Volkswagen’s $1.4 Billion Tax Battle: A Test of Trust for Foreign Investors in India
Volkswagen is embroiled in a $1.4 billion tax dispute with India over import duties, raising fears among foreign investors about lengthy investigations. The Indian government argues that granting Volkswagen's request to dismiss the tax demand would encourage companies to withhold information. The case is crucial for Volkswagen's position in India.

India's government has warned of 'catastrophic consequences' if Volkswagen's demand to overturn a $1.4 billion tax bill is approved, according to court filings reviewed by sources familiar with the matter. The significant back taxes on import duties follow a thorough review of Volkswagen's shipments over a period of 12 years.

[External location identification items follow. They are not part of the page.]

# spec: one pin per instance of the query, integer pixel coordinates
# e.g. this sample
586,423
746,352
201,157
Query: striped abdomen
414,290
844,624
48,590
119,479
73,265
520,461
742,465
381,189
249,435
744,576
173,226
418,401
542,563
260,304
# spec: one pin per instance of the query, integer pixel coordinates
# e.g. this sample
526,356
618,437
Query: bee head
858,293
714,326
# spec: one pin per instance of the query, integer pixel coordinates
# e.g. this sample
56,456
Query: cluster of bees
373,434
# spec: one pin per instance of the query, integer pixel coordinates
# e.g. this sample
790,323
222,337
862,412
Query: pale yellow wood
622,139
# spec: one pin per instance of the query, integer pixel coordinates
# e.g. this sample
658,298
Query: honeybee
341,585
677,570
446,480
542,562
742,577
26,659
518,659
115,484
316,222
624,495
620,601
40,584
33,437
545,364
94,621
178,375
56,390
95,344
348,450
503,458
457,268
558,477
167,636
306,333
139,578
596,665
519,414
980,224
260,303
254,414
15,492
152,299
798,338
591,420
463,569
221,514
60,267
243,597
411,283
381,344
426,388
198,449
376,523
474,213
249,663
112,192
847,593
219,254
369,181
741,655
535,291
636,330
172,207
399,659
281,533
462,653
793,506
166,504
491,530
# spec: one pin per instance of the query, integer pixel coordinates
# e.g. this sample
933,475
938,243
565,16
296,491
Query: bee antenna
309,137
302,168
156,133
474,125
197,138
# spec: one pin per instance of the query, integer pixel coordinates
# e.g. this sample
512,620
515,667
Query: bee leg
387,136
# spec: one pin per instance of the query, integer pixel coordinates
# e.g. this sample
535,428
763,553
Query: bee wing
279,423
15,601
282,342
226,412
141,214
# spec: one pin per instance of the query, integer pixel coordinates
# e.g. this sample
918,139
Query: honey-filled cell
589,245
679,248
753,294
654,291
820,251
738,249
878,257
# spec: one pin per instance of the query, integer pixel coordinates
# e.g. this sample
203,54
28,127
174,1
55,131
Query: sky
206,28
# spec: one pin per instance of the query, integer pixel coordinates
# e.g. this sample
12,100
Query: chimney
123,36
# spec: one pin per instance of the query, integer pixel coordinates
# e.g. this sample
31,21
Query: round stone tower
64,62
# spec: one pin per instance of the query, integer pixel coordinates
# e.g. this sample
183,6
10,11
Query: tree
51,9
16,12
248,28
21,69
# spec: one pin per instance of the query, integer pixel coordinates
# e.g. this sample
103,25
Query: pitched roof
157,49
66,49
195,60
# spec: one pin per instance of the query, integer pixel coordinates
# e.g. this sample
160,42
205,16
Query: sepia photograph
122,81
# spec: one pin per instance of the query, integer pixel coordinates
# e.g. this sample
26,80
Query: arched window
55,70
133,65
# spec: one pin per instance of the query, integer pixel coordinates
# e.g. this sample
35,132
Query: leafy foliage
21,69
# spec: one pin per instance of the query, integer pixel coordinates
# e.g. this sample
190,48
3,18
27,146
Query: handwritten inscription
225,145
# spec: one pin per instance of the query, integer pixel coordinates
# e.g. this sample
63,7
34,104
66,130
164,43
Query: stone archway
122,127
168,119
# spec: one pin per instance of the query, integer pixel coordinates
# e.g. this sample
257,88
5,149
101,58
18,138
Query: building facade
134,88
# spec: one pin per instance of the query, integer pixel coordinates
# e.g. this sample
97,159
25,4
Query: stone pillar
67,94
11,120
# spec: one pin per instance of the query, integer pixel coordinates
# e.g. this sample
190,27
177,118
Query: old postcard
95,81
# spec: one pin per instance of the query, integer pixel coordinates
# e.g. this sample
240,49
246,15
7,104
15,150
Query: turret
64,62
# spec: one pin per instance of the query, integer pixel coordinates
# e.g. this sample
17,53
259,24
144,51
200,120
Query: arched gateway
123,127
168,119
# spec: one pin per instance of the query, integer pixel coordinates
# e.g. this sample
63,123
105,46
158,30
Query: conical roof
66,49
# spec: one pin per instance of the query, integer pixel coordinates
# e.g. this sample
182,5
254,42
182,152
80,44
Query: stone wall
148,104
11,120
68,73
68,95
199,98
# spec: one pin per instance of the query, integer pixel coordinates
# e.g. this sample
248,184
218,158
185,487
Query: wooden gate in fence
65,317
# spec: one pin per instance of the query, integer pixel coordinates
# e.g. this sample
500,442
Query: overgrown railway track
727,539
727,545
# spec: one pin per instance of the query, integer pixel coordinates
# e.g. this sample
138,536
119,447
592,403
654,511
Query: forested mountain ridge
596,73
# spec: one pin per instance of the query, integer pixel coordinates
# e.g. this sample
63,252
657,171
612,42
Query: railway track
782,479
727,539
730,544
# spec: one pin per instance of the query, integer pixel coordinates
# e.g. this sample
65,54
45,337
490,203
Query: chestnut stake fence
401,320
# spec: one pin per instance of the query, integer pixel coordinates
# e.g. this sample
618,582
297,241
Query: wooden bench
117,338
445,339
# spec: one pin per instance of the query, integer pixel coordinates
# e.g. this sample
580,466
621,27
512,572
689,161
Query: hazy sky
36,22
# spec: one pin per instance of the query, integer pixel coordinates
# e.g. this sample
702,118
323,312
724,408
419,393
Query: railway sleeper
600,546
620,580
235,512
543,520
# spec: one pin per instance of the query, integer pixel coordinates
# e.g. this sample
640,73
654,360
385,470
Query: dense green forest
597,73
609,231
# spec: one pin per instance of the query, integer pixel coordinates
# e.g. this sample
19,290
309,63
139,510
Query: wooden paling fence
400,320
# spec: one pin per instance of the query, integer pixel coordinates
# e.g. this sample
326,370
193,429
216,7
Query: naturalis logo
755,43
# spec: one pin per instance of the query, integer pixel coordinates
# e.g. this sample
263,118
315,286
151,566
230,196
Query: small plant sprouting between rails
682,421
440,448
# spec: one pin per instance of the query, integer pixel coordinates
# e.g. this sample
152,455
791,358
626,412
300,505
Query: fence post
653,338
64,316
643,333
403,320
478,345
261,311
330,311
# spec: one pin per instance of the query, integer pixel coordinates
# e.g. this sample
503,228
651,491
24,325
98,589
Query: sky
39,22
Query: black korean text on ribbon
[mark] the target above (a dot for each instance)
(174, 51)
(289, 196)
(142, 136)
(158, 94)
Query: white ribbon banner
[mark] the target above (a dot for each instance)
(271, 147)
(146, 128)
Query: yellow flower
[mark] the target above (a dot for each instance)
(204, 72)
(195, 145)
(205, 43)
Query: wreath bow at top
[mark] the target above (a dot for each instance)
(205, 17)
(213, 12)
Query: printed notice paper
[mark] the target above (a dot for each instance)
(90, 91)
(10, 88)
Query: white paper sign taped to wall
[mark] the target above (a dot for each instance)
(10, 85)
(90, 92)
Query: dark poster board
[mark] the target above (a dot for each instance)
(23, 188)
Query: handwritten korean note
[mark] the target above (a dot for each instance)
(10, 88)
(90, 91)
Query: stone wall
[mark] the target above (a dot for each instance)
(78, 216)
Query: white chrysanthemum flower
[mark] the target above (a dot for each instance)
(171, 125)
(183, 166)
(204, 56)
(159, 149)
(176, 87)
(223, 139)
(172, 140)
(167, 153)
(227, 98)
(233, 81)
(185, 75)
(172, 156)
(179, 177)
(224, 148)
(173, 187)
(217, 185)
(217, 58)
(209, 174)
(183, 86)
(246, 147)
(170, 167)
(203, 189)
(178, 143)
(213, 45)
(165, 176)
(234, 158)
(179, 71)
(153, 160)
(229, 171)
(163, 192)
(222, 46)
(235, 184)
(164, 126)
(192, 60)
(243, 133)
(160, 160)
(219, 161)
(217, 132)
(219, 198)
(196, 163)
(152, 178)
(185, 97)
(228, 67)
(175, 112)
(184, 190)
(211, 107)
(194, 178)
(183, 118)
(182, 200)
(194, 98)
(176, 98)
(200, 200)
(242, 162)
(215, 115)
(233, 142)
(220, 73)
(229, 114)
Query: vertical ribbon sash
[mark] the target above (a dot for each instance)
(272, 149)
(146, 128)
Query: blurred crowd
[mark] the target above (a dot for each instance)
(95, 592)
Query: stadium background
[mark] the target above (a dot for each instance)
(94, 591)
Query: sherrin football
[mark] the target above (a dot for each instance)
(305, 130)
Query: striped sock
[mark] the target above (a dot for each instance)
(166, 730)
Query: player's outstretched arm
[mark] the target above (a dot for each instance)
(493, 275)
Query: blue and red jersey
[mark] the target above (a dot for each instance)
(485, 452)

The automaker, describing the situation as a 'matter of life and death' for its India business, is locked in a legal battle with the tax authorities in Mumbai's high court. Allegations suggest that Volkswagen misclassified imports to dodge higher tariffs, accusations the corporation is vigorously contesting.
This case comes against the backdrop of Prime Minister Narendra Modi's push to lure foreign investors with commitments of streamlined regulations. Yet, unresolved long-standing tax disputes remain a hindrance. Should Volkswagen lose, it faces a possible $2.8 billion penalty, intensifying concerns among foreign businesses in India.